Agree – and this point needs to be front and centre to ensure that Shaun’s salient point is part of the package.
“Do we want our sons and daughters to grow up to an exciting career in making face masks and surgical gowns?”
Oh, no, I’d hate my children to have low-skill work in a regulated, reliable, probably unionised environment when instead they could make coffees in a casualised, non-unionised, insecure workplace. It would be so wonderful.
lols!
Yep, smashed it out of the park.
Imagine if a billion dollars was spent on social housing?
Or nursing homes?
Or disability support?
No,let’s give it to foreign multi-nationals so we can kill people.

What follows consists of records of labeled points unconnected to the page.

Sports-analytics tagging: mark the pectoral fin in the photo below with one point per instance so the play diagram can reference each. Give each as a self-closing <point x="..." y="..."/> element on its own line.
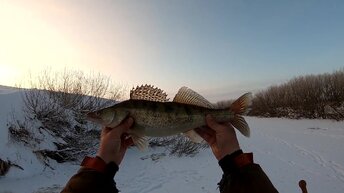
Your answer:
<point x="188" y="96"/>
<point x="193" y="136"/>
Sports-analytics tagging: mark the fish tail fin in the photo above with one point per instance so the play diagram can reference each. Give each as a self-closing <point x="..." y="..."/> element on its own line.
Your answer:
<point x="240" y="107"/>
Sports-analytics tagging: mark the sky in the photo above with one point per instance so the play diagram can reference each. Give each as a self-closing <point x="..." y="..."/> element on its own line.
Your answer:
<point x="221" y="49"/>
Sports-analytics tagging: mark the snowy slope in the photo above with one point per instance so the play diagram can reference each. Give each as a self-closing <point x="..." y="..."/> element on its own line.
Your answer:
<point x="288" y="150"/>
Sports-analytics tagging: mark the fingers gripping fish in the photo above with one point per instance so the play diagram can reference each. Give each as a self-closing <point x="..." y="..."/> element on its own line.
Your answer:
<point x="155" y="116"/>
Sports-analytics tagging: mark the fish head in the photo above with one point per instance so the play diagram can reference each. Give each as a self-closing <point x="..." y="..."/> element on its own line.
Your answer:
<point x="109" y="117"/>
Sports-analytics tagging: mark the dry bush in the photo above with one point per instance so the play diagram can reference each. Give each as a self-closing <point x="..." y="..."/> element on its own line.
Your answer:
<point x="58" y="103"/>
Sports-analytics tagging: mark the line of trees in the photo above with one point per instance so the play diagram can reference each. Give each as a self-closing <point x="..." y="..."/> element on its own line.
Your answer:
<point x="311" y="96"/>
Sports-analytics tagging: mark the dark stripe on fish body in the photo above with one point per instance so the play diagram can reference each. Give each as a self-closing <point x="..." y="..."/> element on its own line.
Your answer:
<point x="169" y="108"/>
<point x="153" y="106"/>
<point x="187" y="110"/>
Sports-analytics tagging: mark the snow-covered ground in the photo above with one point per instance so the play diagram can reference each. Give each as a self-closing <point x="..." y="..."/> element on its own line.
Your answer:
<point x="288" y="150"/>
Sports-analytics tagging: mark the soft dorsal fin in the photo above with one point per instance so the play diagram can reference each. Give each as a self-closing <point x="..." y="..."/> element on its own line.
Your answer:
<point x="149" y="93"/>
<point x="188" y="96"/>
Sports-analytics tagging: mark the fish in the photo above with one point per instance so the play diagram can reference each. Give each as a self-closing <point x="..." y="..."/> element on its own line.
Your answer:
<point x="155" y="116"/>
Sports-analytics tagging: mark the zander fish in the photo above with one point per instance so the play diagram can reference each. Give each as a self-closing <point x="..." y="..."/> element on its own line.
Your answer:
<point x="155" y="116"/>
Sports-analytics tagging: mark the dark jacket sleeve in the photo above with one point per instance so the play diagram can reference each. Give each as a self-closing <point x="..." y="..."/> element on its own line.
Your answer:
<point x="249" y="178"/>
<point x="91" y="181"/>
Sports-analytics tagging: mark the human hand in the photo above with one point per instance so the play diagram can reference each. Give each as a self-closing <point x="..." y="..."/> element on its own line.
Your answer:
<point x="114" y="142"/>
<point x="220" y="137"/>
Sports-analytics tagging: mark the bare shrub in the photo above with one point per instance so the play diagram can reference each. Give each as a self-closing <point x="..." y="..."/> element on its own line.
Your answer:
<point x="58" y="103"/>
<point x="304" y="96"/>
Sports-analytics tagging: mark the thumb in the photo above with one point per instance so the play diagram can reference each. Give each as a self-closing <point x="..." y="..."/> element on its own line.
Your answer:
<point x="127" y="123"/>
<point x="212" y="123"/>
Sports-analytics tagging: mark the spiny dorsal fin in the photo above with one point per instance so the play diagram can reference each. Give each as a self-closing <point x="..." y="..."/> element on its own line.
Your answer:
<point x="149" y="93"/>
<point x="188" y="96"/>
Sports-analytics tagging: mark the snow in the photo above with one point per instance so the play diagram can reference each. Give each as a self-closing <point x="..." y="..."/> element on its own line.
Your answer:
<point x="287" y="150"/>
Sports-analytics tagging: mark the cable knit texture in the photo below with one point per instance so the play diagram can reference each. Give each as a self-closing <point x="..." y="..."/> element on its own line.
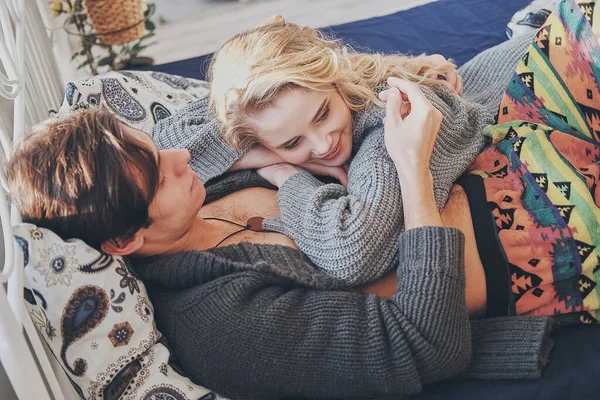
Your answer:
<point x="260" y="322"/>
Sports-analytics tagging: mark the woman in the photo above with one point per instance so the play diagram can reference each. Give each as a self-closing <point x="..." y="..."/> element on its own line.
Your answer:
<point x="253" y="318"/>
<point x="261" y="78"/>
<point x="308" y="101"/>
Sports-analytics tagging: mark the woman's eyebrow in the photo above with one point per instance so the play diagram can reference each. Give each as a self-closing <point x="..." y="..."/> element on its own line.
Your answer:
<point x="319" y="110"/>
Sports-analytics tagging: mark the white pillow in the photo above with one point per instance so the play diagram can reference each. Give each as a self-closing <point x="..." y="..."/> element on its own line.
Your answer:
<point x="138" y="98"/>
<point x="96" y="317"/>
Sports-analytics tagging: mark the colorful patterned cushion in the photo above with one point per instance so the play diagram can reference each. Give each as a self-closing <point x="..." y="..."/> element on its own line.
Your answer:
<point x="139" y="99"/>
<point x="96" y="318"/>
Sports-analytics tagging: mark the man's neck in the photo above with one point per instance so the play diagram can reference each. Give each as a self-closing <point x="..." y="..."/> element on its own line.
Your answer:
<point x="202" y="235"/>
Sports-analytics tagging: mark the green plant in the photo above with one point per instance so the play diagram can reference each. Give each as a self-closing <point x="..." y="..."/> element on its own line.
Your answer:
<point x="94" y="54"/>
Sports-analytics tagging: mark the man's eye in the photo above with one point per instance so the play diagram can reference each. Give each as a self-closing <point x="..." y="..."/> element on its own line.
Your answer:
<point x="323" y="116"/>
<point x="292" y="144"/>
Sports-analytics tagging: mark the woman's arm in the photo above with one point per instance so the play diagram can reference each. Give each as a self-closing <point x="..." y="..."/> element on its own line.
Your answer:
<point x="196" y="128"/>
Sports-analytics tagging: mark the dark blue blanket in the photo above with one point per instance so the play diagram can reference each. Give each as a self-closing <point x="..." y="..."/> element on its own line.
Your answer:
<point x="460" y="29"/>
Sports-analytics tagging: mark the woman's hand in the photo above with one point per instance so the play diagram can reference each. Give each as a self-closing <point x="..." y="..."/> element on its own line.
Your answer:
<point x="451" y="76"/>
<point x="411" y="126"/>
<point x="277" y="174"/>
<point x="409" y="141"/>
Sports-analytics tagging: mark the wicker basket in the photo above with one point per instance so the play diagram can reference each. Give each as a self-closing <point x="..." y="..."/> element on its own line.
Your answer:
<point x="116" y="21"/>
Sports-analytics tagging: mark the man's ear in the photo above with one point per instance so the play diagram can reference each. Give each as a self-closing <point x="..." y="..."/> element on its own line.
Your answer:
<point x="120" y="247"/>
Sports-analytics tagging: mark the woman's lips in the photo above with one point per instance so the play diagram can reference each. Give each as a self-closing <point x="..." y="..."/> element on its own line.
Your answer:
<point x="333" y="152"/>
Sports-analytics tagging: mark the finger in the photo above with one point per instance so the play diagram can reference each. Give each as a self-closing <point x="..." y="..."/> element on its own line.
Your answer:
<point x="452" y="78"/>
<point x="412" y="91"/>
<point x="383" y="95"/>
<point x="459" y="85"/>
<point x="392" y="106"/>
<point x="405" y="110"/>
<point x="341" y="176"/>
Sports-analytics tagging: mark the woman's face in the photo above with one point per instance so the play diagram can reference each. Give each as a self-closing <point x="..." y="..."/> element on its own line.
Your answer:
<point x="305" y="126"/>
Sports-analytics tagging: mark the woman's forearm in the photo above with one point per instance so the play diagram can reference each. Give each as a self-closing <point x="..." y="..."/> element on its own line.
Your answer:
<point x="419" y="202"/>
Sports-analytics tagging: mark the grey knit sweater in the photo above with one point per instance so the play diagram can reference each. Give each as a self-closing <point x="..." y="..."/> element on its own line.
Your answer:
<point x="351" y="233"/>
<point x="260" y="322"/>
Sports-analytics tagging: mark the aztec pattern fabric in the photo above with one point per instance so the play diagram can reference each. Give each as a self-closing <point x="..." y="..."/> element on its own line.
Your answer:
<point x="541" y="170"/>
<point x="95" y="316"/>
<point x="140" y="99"/>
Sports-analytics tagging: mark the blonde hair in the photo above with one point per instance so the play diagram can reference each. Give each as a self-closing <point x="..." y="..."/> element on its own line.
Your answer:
<point x="254" y="67"/>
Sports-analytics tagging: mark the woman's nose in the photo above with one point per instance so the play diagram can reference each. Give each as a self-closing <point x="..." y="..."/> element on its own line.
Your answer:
<point x="322" y="144"/>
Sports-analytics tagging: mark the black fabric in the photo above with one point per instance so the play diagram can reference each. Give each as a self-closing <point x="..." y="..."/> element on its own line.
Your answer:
<point x="497" y="275"/>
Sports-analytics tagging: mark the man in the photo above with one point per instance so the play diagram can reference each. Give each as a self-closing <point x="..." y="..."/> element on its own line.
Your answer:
<point x="257" y="320"/>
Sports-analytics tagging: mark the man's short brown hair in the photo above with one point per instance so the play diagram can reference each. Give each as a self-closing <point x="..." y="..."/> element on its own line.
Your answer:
<point x="82" y="177"/>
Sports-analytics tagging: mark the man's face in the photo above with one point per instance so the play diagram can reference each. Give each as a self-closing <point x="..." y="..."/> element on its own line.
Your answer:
<point x="179" y="196"/>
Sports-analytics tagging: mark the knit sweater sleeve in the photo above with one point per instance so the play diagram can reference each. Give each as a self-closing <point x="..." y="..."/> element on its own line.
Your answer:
<point x="196" y="129"/>
<point x="350" y="233"/>
<point x="277" y="339"/>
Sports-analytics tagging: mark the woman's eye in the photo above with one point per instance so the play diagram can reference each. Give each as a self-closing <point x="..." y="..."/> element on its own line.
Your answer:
<point x="323" y="116"/>
<point x="293" y="144"/>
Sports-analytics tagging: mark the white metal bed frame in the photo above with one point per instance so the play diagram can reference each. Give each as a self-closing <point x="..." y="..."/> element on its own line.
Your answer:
<point x="31" y="82"/>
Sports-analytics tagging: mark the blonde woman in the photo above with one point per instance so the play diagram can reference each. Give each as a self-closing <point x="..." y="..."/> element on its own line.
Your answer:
<point x="286" y="93"/>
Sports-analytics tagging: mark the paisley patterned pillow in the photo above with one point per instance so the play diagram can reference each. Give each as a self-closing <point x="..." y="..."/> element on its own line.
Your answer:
<point x="96" y="318"/>
<point x="138" y="98"/>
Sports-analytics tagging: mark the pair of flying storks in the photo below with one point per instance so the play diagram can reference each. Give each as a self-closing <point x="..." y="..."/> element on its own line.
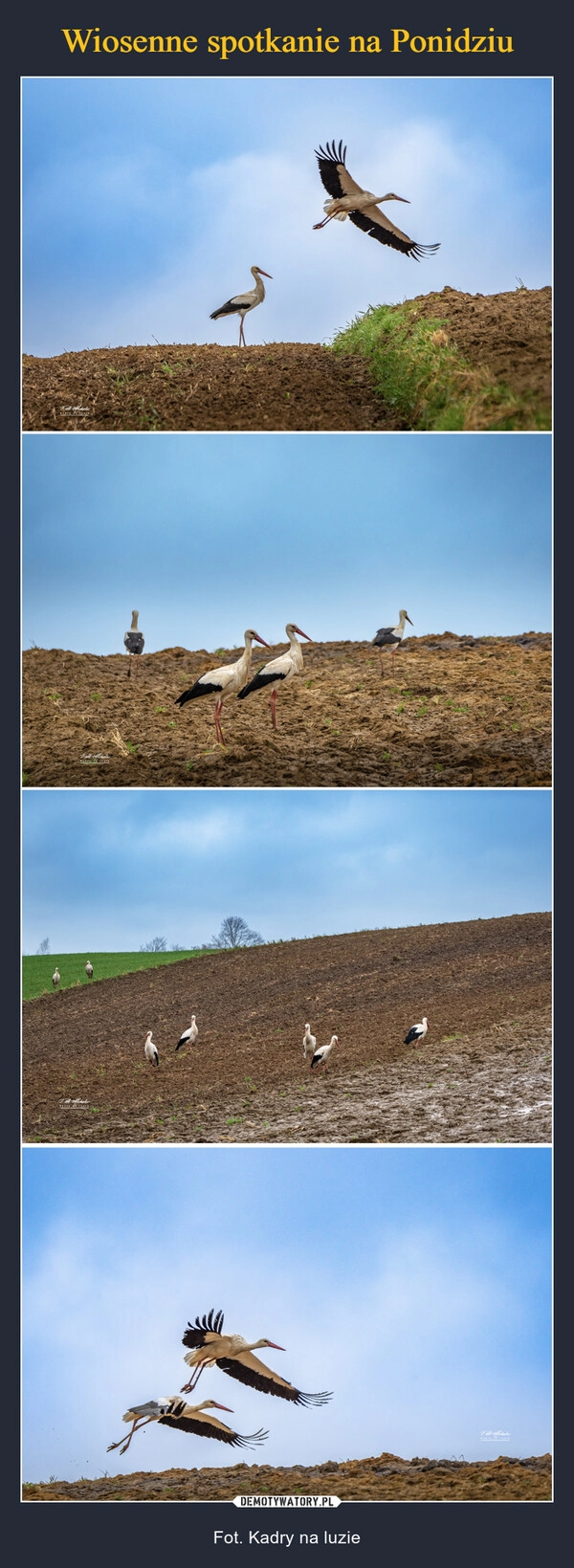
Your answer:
<point x="347" y="199"/>
<point x="209" y="1346"/>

When the seppos order us to, obviously.
You can quibble about amounts, but those are all things that the government already spends many, many billions of dollars on. The amount being discussed here would not be noticed in the noise. Perhaps it won’t go very far in supporting a manufacturing industry re-start either, but arguing that we should be shovelling more into the pockets of builders and nursing home managers is at least arguable, I think. Health and welfare already represent more than 60% of the budget.
Thats where all the jobs are and more money spent looking after the elderly and disabled creates a lot more jobs.
Conflating this with more money for nursing home managers deliberately misses the point.
Pre-fabricated houses helps manufacturing and the homeless.
Who is helped by weapons of mass murder besides shareholders?
Weapons was the government’s and your point. Albo is talking about all of the other manufacturing industries. Well, I am, anyway.
Talk about deliberately missing the point!
Compare the money spent on toys for the swinging dicks in the military with the money spent on shelter for poor people.
One is an imaginary requirement met in the far future
(when the lead/acid battery powered submarines are finally built, and when the new fighter jets are able to leave their climate adjusted hangars)
The other is an immediate and necessary human right
(as defined by the UN).
But guess where the photo ops are.
Hope I clarified my point.
And I second your points, well said.
Not to mention that money spent on social housing actually comes back over time. There’s not a town in the country that doesn’t need social housing, so jobs would be very wide spread and wide ranging. Manufacturing would go through the roof. People on low incomes, who will probably never own their own homes, can live with dignity without punitive rentals. You know, just like our grandparents could when we still had council housing!
And then lets crack the cruelest joke of all and call them sovereign missiles.
The US mafia that arrived with the Yanks during the Vietnam war & empowered the Saffrons of Sydney now run the country.
I must admit I agree with Jack Robertson. The way you are talking Bernard these are low end manufacturing industries, no one is saying that, Labor is talking about all sorts of manufcaturing from the simple manufacturing to the complex. High end industries like Automotive, Renewables and Metals etc, not all manufacturing industries are low payed and low skilled, certainly not the ones I’ve seen.